The answer is of course they too suffer from rejection and anxiety because they too want to settle down. But the difference is they have much more choice than the sisters.
A guy aged 35 with a great job , a car and a place of his own is at the top of the bachelor pile and will often overlook her for a younger sister if that is what he wants. A woman aged 35 with a great job, a car and a place of her own unfortunately does not share the same prestige. She is treated with suspicion and ridicule and Allah forbid she should be looking anywhere other than her age group or older!
She becomes elated — almost grateful — when someone is showing an interest in her that she ignores the fact that he isn’t treating her with respect and probably doesn’t intend to marry her. She puts up with all kinds of questionable behaviour because she believes she is compromising but actually what she is doing is clinging onto the hope that he will be the one to marry her and show the world that she is wanted and loved.
Like a lot of Muslim women , most of our lives we were told to stay away from boys and were led to view them as something taboo and wrong. Then all of a sudden we were told to go out there and meet someone just like that. It’s like sending us up Mount Everest in flip flops!
The problem is we have never been equipped with the tools to make those decisions.
In western culture, girls have boyfriends from a very young age and quickly learn the rules of love, often supported and guided by the parents. Our sisters instead are raised to succeed in education and employment, which is great, but we were never raised learning how to choose a spouse other than looking at a bunch of useless biodata facts, making a decision based on his height, age, education and income and hoping that the one coffee we have with him after work one day will seal the deal.
But because these are the only things we have ever been told to go by, we cling to them, never daring to widen our options for fear that we are deserting all that we know to be correct in the art of choosing a spouse.

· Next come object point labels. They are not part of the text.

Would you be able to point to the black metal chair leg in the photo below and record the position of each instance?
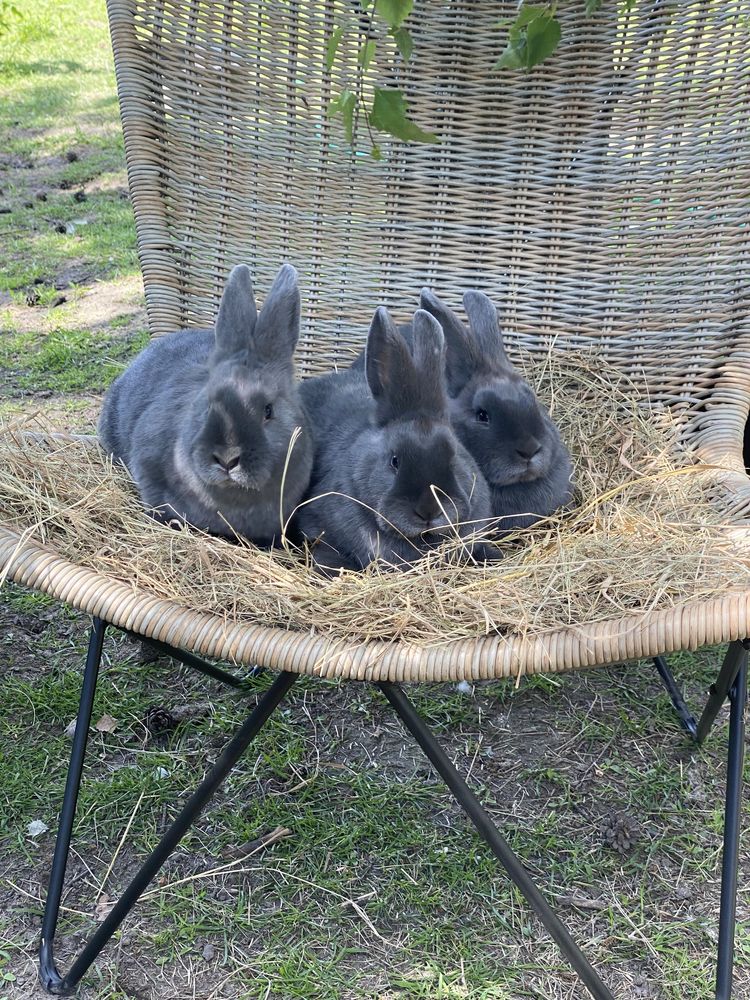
(51, 978)
(719, 691)
(733, 807)
(47, 971)
(473, 808)
(687, 720)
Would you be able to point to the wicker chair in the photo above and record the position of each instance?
(601, 198)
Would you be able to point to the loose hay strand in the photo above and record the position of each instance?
(645, 533)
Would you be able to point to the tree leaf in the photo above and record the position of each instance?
(389, 114)
(404, 42)
(333, 46)
(394, 12)
(542, 38)
(366, 54)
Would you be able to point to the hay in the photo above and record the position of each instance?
(643, 535)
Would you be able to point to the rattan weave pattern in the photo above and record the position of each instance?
(601, 198)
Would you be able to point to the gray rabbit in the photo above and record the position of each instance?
(499, 419)
(390, 479)
(203, 419)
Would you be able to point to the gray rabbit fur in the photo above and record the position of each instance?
(203, 419)
(497, 417)
(390, 478)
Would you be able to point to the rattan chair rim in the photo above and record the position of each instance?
(687, 627)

We are so preoccupied with getting married now that we fail to remember that we are choosing a man who will journey with us into old age one day and hence we make decisions based on our current needs and lifestyles (as well as fears)
I want us as an ummah to recognise the pain and trials that our single sisters over a certain age have to endure and to show a little empathy and understanding towards their situation.
Most of these women are dying to find that one guy who will be their companion, their best friend and their soulmate and your criticism of them will only destroy their self-esteem further.
It’s like telling an unemployed person to just “get a job already” or telling a poor person to merely “get more money”. Next time you meet a sister who has been single a long time, ask her how she is feeling not whether she has met anyone yet. And if she does disclose her struggles to you empathise with her pain even if you do not understand it and treat her like the smart, valued, worthy member of society and the ummah that she is.
I created Get Married Over 30 for these very sisters. It is my gift to you in a world where no one seems to understand what you are going though and expects so much of you with so little support offered.
I want you to know that it will get better, there’s nothing wrong with you and you can learn to make it happen for you with a man who will treat you with nothing less that the love and respect that any sister deserves.